My challenge was to find credible, engaging twists that fit into our contemporary world. I had fun with ideas like a mix-up at the sperm bank (Designer Genes) and an egg donor who discovers she’s the nanny to her own triplets (Yours, Mine and Ours).

Along the way, I encountered a subgenre called the medical romance. These are stories of people falling in love in a medical setting such as a hospital or clinic. They can be doctors, nurses, technicians, surrogate mothers, even police who interact with medical personnel.

I decided babies and doctors were a natural combination for a series set in a fictional medical center remodeled to focus on fertility and maternity care. I live in California, one of the few places in the world where fertility treatments and practices such as surrogacy and embryo adoption aren’t restricted, so this opened intriguing story possibilities.

A new law to protect abandoned babies by offering safe havens in hospitals and fire stations got me thinking. What if a news report confused the name of my hospital, Safe Harbor Medical Center, with save havens, leading to a sudden influx of surrendered babies? How would this impact the hospital? How would the story unfold?

Book number one, The Would-Be Mommy, began a journey for me that grew to include 17 Safe Harbor Medical romances. Currently I’m writing a spin-off mystery series, including The Case of The Surly Surrogate. The Safe Harbor Medical Mysteries feature young, widowed obstetrician Eric Darcy, who helps solve crimes that affect his patients, such as when someone murders the father of a surrogate’s baby-to-be.
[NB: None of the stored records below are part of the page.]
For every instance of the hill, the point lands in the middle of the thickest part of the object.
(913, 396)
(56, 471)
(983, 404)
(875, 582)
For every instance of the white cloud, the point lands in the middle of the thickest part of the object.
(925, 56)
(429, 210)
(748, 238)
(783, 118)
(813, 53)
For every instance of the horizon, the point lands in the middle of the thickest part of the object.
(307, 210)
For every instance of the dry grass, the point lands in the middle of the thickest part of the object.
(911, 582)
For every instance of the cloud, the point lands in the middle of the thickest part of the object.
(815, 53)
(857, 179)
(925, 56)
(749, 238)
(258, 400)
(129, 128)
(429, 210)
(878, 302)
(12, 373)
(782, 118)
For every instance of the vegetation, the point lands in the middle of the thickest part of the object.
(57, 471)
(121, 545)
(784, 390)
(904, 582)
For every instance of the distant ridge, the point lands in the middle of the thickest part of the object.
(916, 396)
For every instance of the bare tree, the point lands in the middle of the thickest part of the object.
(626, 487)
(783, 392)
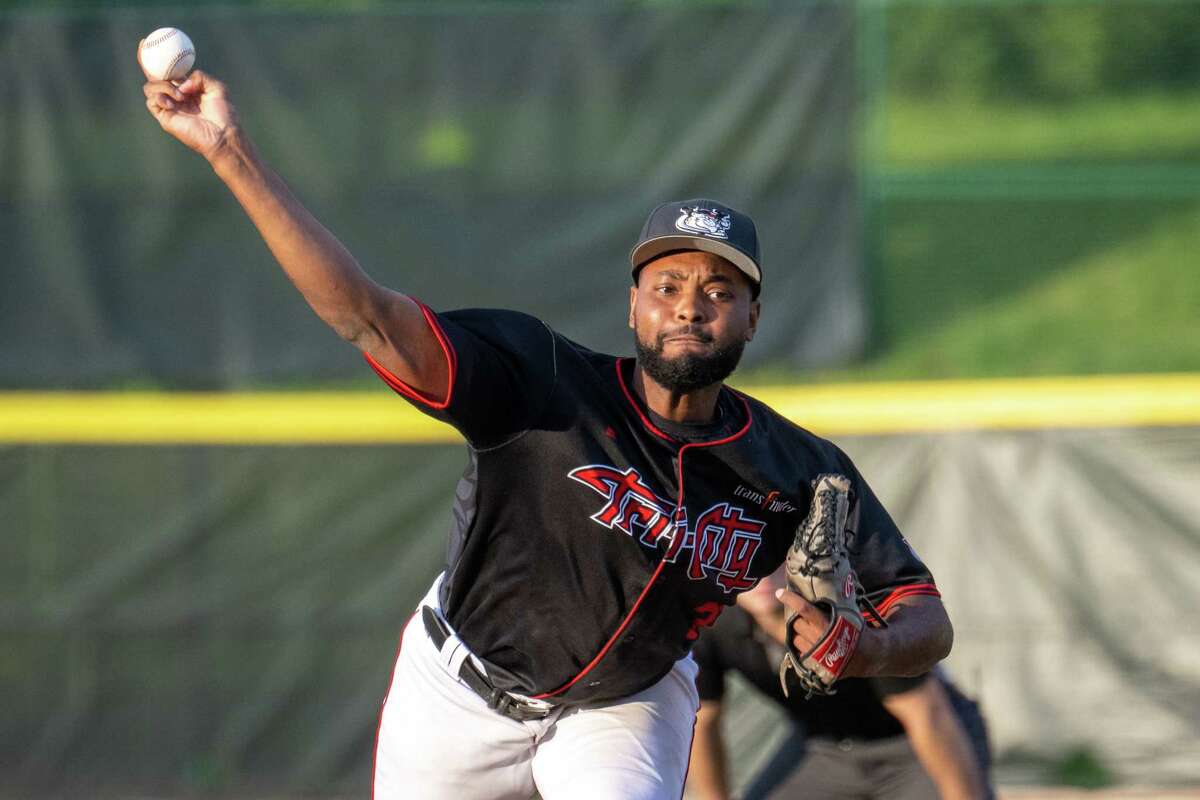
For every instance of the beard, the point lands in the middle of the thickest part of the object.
(690, 371)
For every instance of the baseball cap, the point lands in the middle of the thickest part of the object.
(700, 224)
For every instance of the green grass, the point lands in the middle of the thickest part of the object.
(1146, 127)
(1128, 306)
(978, 276)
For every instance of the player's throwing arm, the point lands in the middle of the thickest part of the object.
(384, 324)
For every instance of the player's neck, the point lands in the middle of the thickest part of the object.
(699, 405)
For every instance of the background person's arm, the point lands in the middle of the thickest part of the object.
(384, 324)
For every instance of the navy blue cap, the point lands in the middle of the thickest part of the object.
(700, 224)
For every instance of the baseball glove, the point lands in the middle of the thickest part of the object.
(819, 570)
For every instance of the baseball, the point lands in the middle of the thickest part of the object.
(167, 54)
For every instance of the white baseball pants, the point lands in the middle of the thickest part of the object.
(439, 740)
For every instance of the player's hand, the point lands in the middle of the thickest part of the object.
(196, 112)
(810, 624)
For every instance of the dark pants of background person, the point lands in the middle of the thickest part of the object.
(885, 769)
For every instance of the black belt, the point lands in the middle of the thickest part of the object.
(497, 699)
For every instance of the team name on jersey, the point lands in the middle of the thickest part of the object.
(720, 546)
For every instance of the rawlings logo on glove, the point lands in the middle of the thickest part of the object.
(819, 570)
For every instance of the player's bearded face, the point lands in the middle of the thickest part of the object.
(688, 371)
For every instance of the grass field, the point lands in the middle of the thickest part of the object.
(1018, 240)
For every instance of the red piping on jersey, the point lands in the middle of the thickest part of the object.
(663, 561)
(375, 756)
(911, 590)
(448, 350)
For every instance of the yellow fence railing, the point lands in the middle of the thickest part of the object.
(379, 417)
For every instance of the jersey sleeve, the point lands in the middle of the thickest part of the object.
(886, 563)
(502, 372)
(888, 686)
(711, 678)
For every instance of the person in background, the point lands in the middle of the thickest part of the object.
(887, 738)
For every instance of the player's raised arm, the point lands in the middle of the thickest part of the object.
(385, 324)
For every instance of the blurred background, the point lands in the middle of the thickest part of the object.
(991, 200)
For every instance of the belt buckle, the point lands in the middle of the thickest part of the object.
(521, 708)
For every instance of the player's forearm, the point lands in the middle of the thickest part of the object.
(917, 637)
(706, 771)
(319, 266)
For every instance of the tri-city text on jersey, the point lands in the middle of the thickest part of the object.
(720, 545)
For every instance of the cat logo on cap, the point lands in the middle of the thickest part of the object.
(709, 222)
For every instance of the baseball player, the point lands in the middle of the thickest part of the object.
(876, 739)
(610, 509)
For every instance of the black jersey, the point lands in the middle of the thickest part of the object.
(588, 545)
(737, 643)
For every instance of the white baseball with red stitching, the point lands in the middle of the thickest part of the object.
(167, 54)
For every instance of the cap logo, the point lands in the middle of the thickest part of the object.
(708, 222)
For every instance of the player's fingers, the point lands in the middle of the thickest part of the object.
(795, 602)
(154, 88)
(199, 82)
(160, 103)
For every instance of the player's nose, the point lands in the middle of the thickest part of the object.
(690, 306)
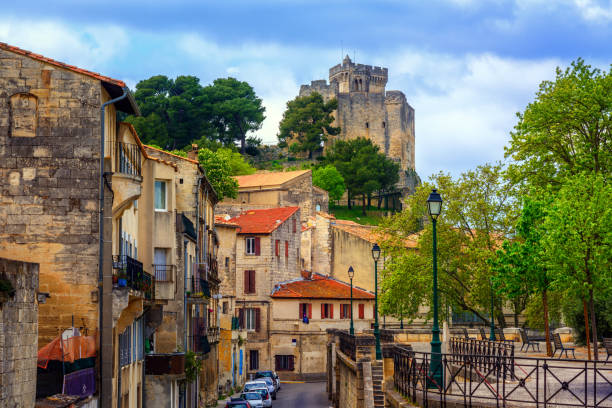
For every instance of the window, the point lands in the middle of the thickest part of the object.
(160, 196)
(284, 363)
(254, 359)
(305, 309)
(327, 311)
(252, 246)
(249, 281)
(249, 319)
(345, 311)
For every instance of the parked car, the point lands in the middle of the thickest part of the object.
(254, 398)
(266, 397)
(262, 382)
(269, 374)
(238, 403)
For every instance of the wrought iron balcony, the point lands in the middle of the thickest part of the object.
(128, 272)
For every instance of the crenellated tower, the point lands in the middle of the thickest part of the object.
(367, 109)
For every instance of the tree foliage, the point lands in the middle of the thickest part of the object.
(306, 123)
(364, 168)
(329, 179)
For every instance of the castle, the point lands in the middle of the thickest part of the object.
(365, 109)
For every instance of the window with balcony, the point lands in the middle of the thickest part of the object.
(160, 196)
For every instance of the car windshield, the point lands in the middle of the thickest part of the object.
(251, 395)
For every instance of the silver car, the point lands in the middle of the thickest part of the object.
(254, 398)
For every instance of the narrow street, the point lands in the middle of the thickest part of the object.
(301, 395)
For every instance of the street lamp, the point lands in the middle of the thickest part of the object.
(376, 256)
(351, 274)
(434, 207)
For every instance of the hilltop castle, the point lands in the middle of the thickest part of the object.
(365, 109)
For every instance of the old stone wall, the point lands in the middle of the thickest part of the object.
(19, 334)
(49, 176)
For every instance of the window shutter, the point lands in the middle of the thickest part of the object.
(241, 318)
(252, 282)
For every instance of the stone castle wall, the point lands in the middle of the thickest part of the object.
(366, 110)
(49, 167)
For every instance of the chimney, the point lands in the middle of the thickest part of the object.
(193, 153)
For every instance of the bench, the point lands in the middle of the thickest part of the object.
(559, 346)
(528, 342)
(608, 346)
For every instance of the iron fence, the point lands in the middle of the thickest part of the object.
(536, 382)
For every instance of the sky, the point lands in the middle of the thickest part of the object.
(466, 66)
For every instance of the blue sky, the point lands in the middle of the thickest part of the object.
(466, 66)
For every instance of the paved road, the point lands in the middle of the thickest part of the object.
(302, 395)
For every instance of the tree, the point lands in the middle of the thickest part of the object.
(306, 123)
(566, 130)
(578, 242)
(219, 173)
(363, 167)
(235, 110)
(329, 179)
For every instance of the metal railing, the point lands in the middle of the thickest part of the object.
(536, 382)
(129, 269)
(163, 273)
(127, 158)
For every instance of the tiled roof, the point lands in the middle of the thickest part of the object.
(262, 221)
(42, 58)
(268, 179)
(319, 287)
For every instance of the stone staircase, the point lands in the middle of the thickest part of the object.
(377, 382)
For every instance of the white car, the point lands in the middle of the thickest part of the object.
(254, 398)
(265, 396)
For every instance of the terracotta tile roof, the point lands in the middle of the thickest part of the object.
(262, 221)
(318, 287)
(42, 58)
(275, 179)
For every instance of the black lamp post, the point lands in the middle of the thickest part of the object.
(351, 274)
(376, 256)
(434, 207)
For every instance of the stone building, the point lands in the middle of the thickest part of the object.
(258, 248)
(19, 328)
(366, 109)
(277, 189)
(298, 345)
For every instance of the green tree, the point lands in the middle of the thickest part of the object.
(364, 169)
(235, 110)
(578, 242)
(566, 130)
(219, 173)
(330, 180)
(306, 123)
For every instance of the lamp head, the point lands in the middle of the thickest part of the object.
(434, 204)
(351, 272)
(376, 252)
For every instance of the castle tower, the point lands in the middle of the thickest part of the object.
(366, 109)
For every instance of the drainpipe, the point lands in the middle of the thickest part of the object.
(106, 336)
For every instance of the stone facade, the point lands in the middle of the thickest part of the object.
(18, 334)
(365, 109)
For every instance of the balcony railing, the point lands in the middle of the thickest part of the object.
(127, 158)
(128, 272)
(163, 273)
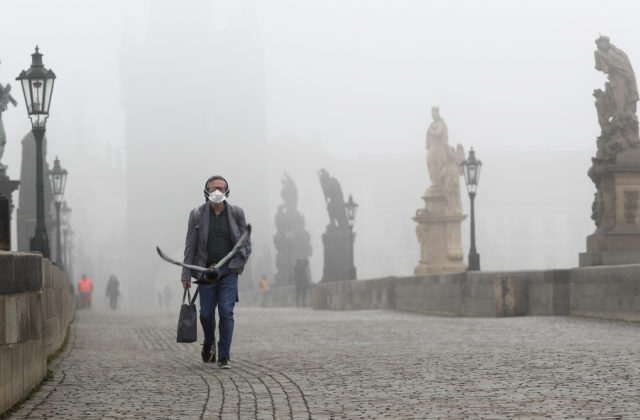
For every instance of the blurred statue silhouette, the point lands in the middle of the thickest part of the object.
(5, 100)
(334, 199)
(443, 163)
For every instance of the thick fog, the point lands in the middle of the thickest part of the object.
(153, 97)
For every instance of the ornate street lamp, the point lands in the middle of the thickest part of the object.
(37, 86)
(472, 168)
(58, 182)
(351, 207)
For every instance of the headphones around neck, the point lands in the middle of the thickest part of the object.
(206, 186)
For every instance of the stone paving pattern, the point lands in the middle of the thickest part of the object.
(305, 364)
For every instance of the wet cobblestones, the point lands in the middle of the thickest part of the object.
(304, 364)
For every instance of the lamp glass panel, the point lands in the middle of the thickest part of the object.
(26, 89)
(37, 90)
(48, 90)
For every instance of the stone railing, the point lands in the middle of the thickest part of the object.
(36, 307)
(608, 292)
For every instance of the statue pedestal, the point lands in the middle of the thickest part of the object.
(617, 238)
(439, 236)
(338, 254)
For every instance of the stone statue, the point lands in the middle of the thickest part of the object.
(616, 105)
(615, 169)
(443, 162)
(334, 199)
(292, 241)
(5, 99)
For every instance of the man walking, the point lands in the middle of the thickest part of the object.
(213, 230)
(85, 287)
(113, 291)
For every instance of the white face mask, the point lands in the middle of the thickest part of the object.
(217, 197)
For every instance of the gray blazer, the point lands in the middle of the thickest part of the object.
(195, 248)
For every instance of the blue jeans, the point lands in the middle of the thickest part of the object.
(222, 294)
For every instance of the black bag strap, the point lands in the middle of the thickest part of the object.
(188, 293)
(196, 218)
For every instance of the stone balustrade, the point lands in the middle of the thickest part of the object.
(608, 292)
(36, 307)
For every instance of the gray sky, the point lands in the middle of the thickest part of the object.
(355, 78)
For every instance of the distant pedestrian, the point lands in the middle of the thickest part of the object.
(113, 291)
(213, 230)
(85, 288)
(263, 283)
(302, 278)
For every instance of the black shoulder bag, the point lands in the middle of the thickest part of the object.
(188, 321)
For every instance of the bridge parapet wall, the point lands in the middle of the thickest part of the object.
(36, 307)
(608, 292)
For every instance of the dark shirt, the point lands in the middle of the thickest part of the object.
(219, 239)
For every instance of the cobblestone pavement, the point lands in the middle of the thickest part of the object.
(299, 363)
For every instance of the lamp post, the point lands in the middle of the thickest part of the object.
(66, 224)
(472, 167)
(351, 207)
(58, 182)
(37, 86)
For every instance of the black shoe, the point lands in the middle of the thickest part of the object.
(223, 363)
(208, 353)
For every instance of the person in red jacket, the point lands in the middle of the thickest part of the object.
(85, 287)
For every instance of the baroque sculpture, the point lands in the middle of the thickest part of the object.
(5, 99)
(615, 169)
(7, 186)
(443, 162)
(439, 221)
(339, 237)
(292, 241)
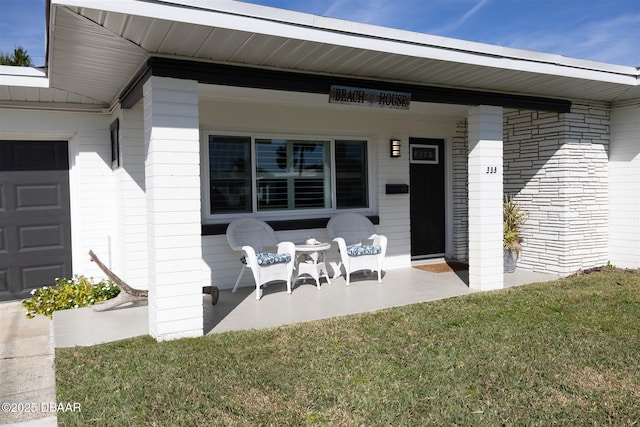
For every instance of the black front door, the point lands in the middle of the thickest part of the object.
(427, 181)
(35, 218)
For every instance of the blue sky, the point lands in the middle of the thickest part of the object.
(600, 30)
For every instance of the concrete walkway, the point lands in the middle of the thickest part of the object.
(27, 376)
(27, 345)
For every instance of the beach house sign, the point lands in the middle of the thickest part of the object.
(376, 98)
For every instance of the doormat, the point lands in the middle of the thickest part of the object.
(444, 267)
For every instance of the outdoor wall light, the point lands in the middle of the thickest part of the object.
(395, 148)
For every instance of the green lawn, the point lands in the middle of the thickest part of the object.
(559, 353)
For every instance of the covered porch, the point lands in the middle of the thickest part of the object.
(241, 311)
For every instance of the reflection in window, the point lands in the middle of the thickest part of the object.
(230, 174)
(351, 174)
(286, 174)
(293, 174)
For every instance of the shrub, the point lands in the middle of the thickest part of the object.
(68, 293)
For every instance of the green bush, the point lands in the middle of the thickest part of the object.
(68, 293)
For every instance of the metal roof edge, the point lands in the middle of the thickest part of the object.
(304, 26)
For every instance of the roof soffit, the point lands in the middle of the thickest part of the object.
(231, 35)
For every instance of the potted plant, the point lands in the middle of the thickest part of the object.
(512, 219)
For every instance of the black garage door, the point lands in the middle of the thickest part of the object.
(35, 227)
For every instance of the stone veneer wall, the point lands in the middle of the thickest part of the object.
(556, 166)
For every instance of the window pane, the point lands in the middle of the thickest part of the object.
(230, 174)
(292, 174)
(351, 174)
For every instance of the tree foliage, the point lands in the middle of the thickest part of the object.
(19, 58)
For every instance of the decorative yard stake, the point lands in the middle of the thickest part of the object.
(127, 293)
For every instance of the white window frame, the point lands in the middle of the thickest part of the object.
(292, 214)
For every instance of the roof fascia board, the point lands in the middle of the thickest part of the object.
(244, 17)
(240, 76)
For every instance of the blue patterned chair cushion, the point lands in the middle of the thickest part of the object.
(359, 249)
(267, 258)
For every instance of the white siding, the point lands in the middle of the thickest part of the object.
(312, 115)
(130, 246)
(172, 183)
(624, 187)
(90, 175)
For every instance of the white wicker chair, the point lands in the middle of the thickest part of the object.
(262, 253)
(350, 230)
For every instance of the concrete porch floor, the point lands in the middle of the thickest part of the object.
(241, 311)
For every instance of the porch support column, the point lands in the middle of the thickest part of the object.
(485, 198)
(172, 181)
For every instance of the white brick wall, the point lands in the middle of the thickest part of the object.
(624, 187)
(130, 246)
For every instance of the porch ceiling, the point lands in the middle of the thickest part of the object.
(96, 47)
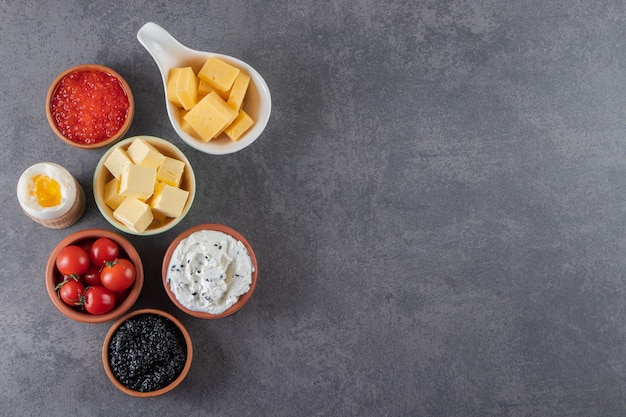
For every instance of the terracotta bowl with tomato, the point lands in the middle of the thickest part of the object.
(94, 276)
(90, 106)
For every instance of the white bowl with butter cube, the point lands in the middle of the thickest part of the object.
(216, 103)
(144, 185)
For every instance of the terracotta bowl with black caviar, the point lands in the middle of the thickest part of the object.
(123, 300)
(90, 106)
(147, 353)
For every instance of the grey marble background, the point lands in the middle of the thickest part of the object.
(437, 206)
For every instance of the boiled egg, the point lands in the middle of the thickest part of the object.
(46, 191)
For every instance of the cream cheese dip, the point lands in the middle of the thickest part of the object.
(209, 271)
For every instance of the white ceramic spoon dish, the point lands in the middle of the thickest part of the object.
(168, 53)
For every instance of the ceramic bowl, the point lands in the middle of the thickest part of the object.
(106, 351)
(103, 143)
(53, 276)
(102, 176)
(243, 299)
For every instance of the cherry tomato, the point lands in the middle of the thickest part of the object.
(92, 276)
(103, 250)
(71, 291)
(120, 296)
(85, 244)
(72, 260)
(98, 300)
(118, 275)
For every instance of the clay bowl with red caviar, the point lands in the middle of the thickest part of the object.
(90, 106)
(124, 300)
(243, 298)
(147, 353)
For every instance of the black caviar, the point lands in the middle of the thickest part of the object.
(147, 352)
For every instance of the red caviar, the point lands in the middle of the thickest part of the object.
(89, 106)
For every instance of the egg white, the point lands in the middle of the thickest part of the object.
(29, 202)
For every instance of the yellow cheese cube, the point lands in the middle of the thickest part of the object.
(210, 116)
(238, 91)
(138, 182)
(112, 197)
(239, 126)
(205, 88)
(172, 79)
(171, 171)
(144, 154)
(184, 124)
(186, 87)
(117, 162)
(169, 201)
(219, 74)
(134, 214)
Note: each book in the series can be read separately.

I enjoy doing research that draws on my experience as an Associated Press reporter and on my contacts in the medical and law enforcement fields. Mostly, I love writing tales of people forming families and redeeming their past mistakes.

Where better to find drama and healing than in a medical center?

USA Today bestselling author Jacqueline Diamond has sold more than 100 medical romances, romantic comedies, Regency romances and mysteries. A former Associated Press reporter and TV columnist, Jackie is best known for her 17-book Safe Harbor Medical romance series, beginning with The Would-Be Mommy. She currently writes a spin-off series, the Safe Harbor Medical Mysteries, including The Case of the Surly Surrogate.


The Would-Be Mommy

Babies, babies, everywhere! When journalist Ian Martin stirs up trouble with his story about a hospital welcoming abandoned babies, the roguish reporter accidentally ignites a firestorm around public relations director Jennifer Serra. Now she faces losing her heart to a baby she can’t keep, and losing her job because of a scandalous secret. To help her, Ian must choose between his ambitions and his heart. Cataromance.com called this a “brilliantly moving story.”

1 comment :

  1. Great blog, Jacqueline! I love how you named the medical center and how it played into the first book in the series, it's a cute twist. And The Would-Be Mommy is a fun read. As a reporter yourself, I'm sure you've met enough male reporters that it was easy for you to create a realistic journalist Ian Martin.